People sometimes ask what I’m running away from with my travels. I’ve even had a few tell me to stop running away from my problems and to start living life. “Grow up,” they said.

I’m not sure why, but there is this perception out there that anyone who travels long term and isn’t interested in settling down or getting a conventional job must be running away from something.
They are just trying to “escape life.”

They are running away from responsibility, being a grown-up, heartache, problems, etc, etc.

Long-term travelers are refusing to be adults. I even had a boss one time say, in reference to a traveling musician, that even her husband knew better and got a real job.

While society thinks traveling is something everyone should do at one point, it’s only gap years after college or short vacations that are acceptable. Get it out of your system and come back into the Matrix.

Those of us who lead nomadic lifestyles, or who linger just a bit too long somewhere before reaching that final homestretch, are all too often accused of running away.

Yes, go travel — but just not for too long the world says. Responsible people don’t just travel forever.

We nomads must have awful, miserable lives, or are weird, or have had something traumatic happen to us that we are trying to escape. People assume that we are simply running away from our problems, running away from “the real world.”

To all those people, I say – you are right.

I am running away. I’m running away from your idea of the “real” world.

I’m avoiding your life.

Instead, I’m running towards everything — towards the world, exotic places, new people, different cultures, and my own idea of freedom.

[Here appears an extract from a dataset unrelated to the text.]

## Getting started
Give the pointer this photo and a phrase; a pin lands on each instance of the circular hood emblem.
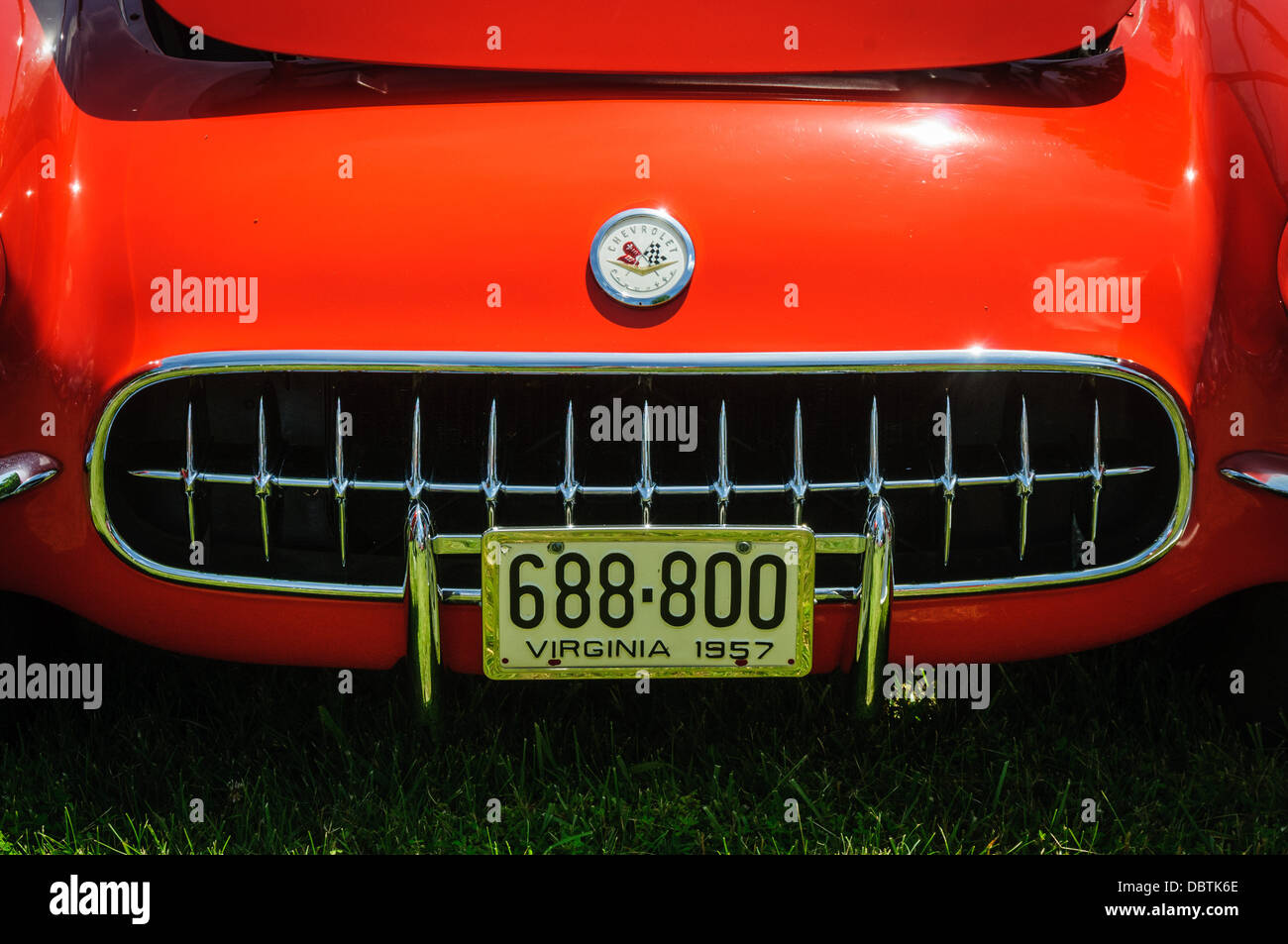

While there may be exceptions (as there are with everything), most people who become nomads do so because they want to experience the world, not escape problems. We are running away from office life, commutes, and weekend errands, and the corporate 9 to 5. We’re running away from the strict path society has laid out as “normal.” The one that makes us mindless ants marching to and fro.

We want to experience every culture, see every mountain, eat weird food, attend crazy festivals, meet new people, and enjoy different holidays around the world.

Life is short and we only get to live it once. I want to look back and say I did exciting things and lived life on my own terms, not say I spent my life reading blogs like this during my lunch break while wishing I was doing the same thing.

No one dies going “If only I had spent more time in the office!”

The accepted path of the “American Dream” is go to college, get a job, get married, buy a house, have your 2.5 children, raise them, and then retire. Only then, after you’ve put in your time, can you enjoy the fruits of your labor. Society boxes you in and restricts your movements to their expectations.

And any deviation is considered abnormal and weird.

People may want to travel, tell you they envy what you do, and say they wish they could do the same thing. But they never do. Few people must the courage to take the leap, no matter how much their heart pulls them. They are simply fascinated by a lifestyle so outside the norm.

Well, I don’t want to be normal.

I feel like the reason why people tell us we are running away is that they can’t fathom the fact that we broke the mold and are living outside the norm. To want to break all of society’s conventions, there simply must be something wrong with us.


Life is what you make it out to be. Life is yours to create. We are all chained down by the burdens we place upon ourselves, whether they are bills, errands, family, etc. If you really want something, you have to go after it.

People who travel the world aren’t running away from life. Just the opposite. Those that break the mold, explore the world, and live on their own terms are running toward true living, in my opinion. We have a degree of freedom a lot of people will never experience. We get to be the captains of our ships.

But it is a freedom we chose to have. We looked around and said, “I want something different.” And then we went for it.

I’m not running away. I’m running towards MY idea of life and what that new normal looks and feels like.

2 Comments

  1. What a fantastic definition of the way we can choose to live our lives authentically and our freedom to do as we choose is a beautiful way to thrive.
    I have followed the Norm way too long and it has cost me a great amount of heartbreak.
    The greatest part of the adventure is looking deeply into who we are as individuals and finding acceptance through love. ?

  2. Carrie, I love to read what you write and hear you tell stories! Your positivity is rubbing off on me? At my age, we gotta be like sharks…keep moving and doing! Blessings for safe travels always. GlennyGlen of the Big Bend?